Sound — 7
Agnostic Front formed in 1980 as a NYC punk band, with contemporaries such as the Dead Kennedys and Black Flag. While the band initially included skinheads in the band membership, and had recurring themes in the lyrics to the skinhead political and social ideology, the band evolved over time. After the band's last "hiatus" the membership has been very rocky, with the current membership containing only 2 of the "original" members: Vinnie Stigma on guitar and Roger Miret on vocals. The other positions are filled by Mike Gallow (bass, 2001), Pokey Mo (drums, 2009), and Craig Silverman (guitar, 2014). The band entered the studio and completed the album in an intense collection of sessions.
Agnostic Front's "The American Dream Died" is the band's eleventh studio album, and is easily one of the band's stronger releases in recent years. While staying primarily focused on their classic thrash crossover/ hardcore punk sound, there are a few modern touches that make this sound like a modern album, however, the album remains tasteful. There are 16 tracks on the album with a total runtime of 27 minutes, which fits right in to the context of hardcore punk rock. Several songs on the album are less than 1 minute long, and the longest song is still under 3 minutes.

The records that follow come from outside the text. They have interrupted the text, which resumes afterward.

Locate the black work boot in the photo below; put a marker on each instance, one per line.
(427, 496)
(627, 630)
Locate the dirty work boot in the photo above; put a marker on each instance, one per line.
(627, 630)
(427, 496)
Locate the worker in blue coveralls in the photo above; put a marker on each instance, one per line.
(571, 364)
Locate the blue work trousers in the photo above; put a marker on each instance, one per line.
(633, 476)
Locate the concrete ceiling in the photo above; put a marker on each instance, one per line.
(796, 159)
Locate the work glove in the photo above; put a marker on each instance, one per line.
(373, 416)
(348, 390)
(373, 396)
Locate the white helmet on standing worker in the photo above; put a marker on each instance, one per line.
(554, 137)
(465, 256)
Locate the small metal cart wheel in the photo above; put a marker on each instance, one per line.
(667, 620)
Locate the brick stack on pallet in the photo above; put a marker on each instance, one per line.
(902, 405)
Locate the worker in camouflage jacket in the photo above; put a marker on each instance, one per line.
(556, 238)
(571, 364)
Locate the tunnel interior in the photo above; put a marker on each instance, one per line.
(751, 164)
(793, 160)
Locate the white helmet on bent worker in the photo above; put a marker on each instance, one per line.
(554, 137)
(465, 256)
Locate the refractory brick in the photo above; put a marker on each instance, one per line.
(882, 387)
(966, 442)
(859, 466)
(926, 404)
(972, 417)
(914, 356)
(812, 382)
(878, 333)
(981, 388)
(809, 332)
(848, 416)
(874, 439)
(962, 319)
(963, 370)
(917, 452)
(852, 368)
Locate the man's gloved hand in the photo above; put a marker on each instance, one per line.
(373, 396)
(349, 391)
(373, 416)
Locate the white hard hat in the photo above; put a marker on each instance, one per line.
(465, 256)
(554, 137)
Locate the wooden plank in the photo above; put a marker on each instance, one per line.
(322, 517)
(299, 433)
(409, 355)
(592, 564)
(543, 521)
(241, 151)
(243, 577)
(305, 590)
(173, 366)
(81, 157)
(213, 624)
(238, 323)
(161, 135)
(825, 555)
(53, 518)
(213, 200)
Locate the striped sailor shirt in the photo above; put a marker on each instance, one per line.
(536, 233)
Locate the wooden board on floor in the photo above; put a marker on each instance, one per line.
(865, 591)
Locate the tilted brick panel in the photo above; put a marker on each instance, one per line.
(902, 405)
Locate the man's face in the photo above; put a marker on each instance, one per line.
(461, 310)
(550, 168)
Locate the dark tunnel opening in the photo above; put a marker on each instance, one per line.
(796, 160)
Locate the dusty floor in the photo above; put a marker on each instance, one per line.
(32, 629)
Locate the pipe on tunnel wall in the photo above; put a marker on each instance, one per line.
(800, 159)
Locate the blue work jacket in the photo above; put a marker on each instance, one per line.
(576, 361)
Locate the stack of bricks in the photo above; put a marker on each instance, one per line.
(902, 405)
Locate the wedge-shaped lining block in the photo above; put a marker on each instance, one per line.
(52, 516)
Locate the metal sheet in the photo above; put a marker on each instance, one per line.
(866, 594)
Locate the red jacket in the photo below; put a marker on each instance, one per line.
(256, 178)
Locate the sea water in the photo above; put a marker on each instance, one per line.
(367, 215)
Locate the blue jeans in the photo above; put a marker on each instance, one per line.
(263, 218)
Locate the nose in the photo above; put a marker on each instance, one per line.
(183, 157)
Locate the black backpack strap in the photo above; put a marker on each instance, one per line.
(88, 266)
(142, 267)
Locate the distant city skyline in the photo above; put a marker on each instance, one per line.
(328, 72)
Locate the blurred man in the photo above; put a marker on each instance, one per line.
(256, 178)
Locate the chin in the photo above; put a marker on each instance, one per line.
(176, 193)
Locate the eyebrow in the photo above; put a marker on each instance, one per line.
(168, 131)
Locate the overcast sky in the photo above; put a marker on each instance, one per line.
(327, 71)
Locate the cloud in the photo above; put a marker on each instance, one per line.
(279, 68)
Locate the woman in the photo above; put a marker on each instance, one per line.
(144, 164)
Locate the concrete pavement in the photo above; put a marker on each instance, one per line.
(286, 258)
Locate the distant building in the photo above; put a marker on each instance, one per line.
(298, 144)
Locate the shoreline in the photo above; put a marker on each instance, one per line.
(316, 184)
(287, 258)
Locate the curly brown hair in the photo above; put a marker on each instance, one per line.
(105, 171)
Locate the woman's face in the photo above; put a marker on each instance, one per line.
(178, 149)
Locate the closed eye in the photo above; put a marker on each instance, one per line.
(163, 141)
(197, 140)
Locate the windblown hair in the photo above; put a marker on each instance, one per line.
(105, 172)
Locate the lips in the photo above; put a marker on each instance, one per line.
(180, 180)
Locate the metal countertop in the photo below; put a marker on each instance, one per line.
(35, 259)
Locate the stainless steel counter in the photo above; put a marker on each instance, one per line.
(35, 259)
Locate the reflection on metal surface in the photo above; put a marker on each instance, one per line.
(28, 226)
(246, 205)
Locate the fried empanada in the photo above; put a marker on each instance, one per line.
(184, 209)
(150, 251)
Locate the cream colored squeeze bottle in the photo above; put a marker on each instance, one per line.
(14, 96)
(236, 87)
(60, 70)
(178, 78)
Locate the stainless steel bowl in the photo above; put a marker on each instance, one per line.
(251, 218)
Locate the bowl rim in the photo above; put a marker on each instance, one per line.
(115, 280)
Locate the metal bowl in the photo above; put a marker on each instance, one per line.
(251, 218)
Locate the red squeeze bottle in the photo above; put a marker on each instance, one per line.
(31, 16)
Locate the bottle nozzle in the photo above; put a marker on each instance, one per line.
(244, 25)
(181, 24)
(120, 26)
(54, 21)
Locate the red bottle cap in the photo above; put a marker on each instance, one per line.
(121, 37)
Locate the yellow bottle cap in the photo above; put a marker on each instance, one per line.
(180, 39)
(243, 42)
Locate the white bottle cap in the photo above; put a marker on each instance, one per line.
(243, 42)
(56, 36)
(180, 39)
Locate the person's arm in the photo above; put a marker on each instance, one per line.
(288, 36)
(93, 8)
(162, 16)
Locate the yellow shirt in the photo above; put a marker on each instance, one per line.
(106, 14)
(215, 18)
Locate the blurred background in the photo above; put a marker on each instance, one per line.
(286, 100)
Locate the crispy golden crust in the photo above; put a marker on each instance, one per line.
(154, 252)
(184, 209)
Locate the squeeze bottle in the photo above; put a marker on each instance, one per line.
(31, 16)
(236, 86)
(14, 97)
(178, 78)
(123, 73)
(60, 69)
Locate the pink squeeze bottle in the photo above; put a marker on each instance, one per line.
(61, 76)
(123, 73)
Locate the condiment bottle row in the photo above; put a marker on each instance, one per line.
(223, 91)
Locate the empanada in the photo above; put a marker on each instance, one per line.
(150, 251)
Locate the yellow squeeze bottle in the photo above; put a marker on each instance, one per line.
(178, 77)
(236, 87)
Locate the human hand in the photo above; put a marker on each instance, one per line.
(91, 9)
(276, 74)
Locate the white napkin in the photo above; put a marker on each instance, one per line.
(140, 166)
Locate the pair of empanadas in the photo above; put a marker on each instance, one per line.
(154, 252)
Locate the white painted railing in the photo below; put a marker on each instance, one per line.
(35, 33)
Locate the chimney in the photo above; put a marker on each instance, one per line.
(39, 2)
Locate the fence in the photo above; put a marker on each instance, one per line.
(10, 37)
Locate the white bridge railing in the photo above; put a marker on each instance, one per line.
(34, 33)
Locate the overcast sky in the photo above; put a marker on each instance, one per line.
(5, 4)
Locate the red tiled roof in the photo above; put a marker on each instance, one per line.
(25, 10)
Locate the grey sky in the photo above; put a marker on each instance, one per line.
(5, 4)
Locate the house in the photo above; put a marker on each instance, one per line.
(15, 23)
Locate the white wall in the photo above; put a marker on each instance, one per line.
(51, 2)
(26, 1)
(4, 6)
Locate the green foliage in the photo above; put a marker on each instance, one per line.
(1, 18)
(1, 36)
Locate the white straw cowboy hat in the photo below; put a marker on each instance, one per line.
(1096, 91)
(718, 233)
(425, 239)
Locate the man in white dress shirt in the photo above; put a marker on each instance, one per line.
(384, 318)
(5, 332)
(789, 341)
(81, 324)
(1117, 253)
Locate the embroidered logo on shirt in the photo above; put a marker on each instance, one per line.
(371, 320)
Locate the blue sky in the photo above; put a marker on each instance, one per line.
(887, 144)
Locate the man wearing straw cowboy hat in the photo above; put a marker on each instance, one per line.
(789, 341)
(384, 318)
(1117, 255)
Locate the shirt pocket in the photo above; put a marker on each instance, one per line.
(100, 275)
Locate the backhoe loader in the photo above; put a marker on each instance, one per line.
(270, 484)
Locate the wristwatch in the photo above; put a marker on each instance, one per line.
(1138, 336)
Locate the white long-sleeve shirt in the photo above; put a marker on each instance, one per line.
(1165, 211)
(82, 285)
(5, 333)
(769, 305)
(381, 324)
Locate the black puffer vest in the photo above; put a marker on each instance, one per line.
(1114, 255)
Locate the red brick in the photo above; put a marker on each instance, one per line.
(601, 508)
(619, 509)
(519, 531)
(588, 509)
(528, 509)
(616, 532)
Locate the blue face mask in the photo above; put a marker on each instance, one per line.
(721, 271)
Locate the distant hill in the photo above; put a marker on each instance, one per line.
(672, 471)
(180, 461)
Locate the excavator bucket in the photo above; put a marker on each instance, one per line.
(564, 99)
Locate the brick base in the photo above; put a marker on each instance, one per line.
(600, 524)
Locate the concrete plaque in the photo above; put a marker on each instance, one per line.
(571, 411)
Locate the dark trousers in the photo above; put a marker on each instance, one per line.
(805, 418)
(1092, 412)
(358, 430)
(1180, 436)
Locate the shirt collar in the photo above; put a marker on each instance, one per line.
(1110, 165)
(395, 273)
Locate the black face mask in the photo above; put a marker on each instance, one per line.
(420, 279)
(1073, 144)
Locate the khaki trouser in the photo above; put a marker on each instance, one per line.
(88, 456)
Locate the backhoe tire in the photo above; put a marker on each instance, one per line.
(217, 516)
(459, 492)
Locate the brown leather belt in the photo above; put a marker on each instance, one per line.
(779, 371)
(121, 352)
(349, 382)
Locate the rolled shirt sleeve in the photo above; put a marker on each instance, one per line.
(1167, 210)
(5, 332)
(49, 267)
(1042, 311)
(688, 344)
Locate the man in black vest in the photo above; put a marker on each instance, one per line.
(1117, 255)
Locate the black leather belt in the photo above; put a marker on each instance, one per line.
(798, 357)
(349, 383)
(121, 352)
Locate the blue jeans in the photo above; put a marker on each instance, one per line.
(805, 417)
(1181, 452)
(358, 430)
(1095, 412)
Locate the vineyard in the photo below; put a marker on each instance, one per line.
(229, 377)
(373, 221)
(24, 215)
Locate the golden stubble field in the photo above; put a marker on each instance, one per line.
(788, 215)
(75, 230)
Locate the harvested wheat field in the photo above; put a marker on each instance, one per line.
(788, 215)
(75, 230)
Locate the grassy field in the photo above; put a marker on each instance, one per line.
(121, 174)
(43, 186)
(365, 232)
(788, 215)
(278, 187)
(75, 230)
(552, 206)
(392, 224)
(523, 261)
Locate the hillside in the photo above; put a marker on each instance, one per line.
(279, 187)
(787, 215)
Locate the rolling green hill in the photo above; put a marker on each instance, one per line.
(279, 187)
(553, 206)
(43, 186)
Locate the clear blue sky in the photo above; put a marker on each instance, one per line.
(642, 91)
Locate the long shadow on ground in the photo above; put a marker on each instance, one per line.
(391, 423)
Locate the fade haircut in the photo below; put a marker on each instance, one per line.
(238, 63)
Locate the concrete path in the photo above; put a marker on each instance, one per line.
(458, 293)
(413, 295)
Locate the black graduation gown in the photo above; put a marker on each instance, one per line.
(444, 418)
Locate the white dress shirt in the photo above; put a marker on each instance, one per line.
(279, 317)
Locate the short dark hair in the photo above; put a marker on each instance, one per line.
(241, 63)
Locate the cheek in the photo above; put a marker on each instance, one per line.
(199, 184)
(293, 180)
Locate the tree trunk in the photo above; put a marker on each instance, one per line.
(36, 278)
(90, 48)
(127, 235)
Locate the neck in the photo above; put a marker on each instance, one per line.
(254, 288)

The album opens with the track, "Intro," which helps to set the stage for the rest of the album, with audio samples of people talking about social injustices occurring in the United States. The title track, "The American Dream Died" is the second track on the album, and it opens up with a strong punk bassline and Roger Miret's vocals coming in pretty close behind (and it reminded me of how odd Miret's vocals are). "Police Violence" opens up with the kind of frenetic and chaotic energy that made Agnostic Front, Black Flag and Suicidal Tendencies famous in the early days. "Only in America" is an overtly political song dealing with the erosion of rights in the United States. "Test of Time" opens up with a crazy little guitar solo, and maintains a pretty high level of energy. "We Walk the Line" deals with living your life your way instead of going with the flow, though it reminds me a little bit of a few different Bad Religion songs. "Never Walk Alone" explores similar territory as "We Walk the Line," but this one focused on the importance of finding like-minded individuals to roll with. "Enough Is Enough" has my favorite bass line and guitar part from any track on the album. "I Can't Relate" is a quick little track, not a lot to say about this one. "Old New York" opens up with some audio samples and is the first time in a long time that Agnostic Front lyrics have sounded like skinhead rhetoric to me, though there was nothing openly racist. The song turned into a nostalgic trip about how they miss the "old" NYC. "Social Justice" has a screamed chorus "you got what you deserved." "Reasonable Doubt" clocks in at just over a minute, and has some of the more interesting riffing from the album, and has a tempo change where it gets SLOWER for a bit, so that is something that stands out. "No War F--k You" is just a short little anti-war song. "Attack!" is just a straightforward punk song, but with a few short "fills" on guitar. "A Wise Man" has an intro that definitely has some of the strongest 'thrash crossover' sounds going on from the album. The album closes out with "Just Like Yesterday" which opens up with the line "death before dishonor," and has a very rock 'n' roll style guitar solo. The album is proof that Agnostic Front is still authentic, for better or for worse.
Lyrics — 6
Roger Miret has been providing vocals for the band since 1982, and he has one of those voices you either hate or love. I flip flop on how I feel from one moment to the next. The rest of the band provides group "gang vocals," mostly, when background vocals are needed. I went back and forth on Roger's vocals throughout the album, and I honestly can't say how I feel about them. Sometimes his vocals grate on my nerves, but sometimes I appreciate the way that his vocals grate on my nerves, if that makes sense. Knowing the band's skinhead origins it is hard to gauge the lyrics because I keep putting the lyrics into the context of the skinhead context and it sours them for me. Without the skinhead twist on the lyrics, then they're pretty intense and I can get behind them as they point out social injustice and other problems in society.
Overall Impression — 7
What the entire album has going for it is aggression, classic hardcore sound and attitude, and worthwhile subject matter for song lyrics. There are a few moments where the music clearly gets into the realm of thrash crossover, and it sounds like it stepped right out of the '80s hardcore scene but with better production. It was definitely a worthwhile listen, and made me go dig up some old Black Flag and Suicidal Tendencies albums after I finished listening to it.